I’ve spent the afternoon playing around with NSAppleScript, but it’s been very difficult figuring out how to unpack the result (which comes packaged as an NSAppleEventDescriptor) for arbitrary return values. The stringValue and coerce(toDescriptorType:) methods don’t work for AppleScript lists, records, dates, etc. All of the example code I could find seems to rely on the script having a known return type, which makes it useless for a “script-runner” type executable.

Do you have any advice on how to handle this?
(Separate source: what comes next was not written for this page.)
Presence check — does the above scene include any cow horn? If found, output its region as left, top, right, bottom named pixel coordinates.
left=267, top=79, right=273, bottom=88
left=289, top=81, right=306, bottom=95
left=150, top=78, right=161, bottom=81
I think I may be out of my depth there.


For posterity, the other solution I’ve come up with is to use a secondary AppleScript to execute the primary AppleScript, so that osascript doesn’t persist the properties of the primary AppleScript.

$ osascript -e 'on run argv' -e 'return run (load script (item 1 of argv as «class furl»))' -e 'end run' /PATH/TO/PRIMARY/SCRIPT.scpt

This obviously has a bit of overhead, but prevents osascript from modifying the primary AppleScript & causing iCloud sync headaches.

There are some open source projects with code for packing and unpacking NSAppleEventDescriptors – you get the descriptorType and unpack accordingly.

One other simple method I forgot to mention: change the permissions of the .scpt file to run-only. That’s what Script Debugger 7 (and Script Editor) do for applets when code-signing, to avoid subsequent modification.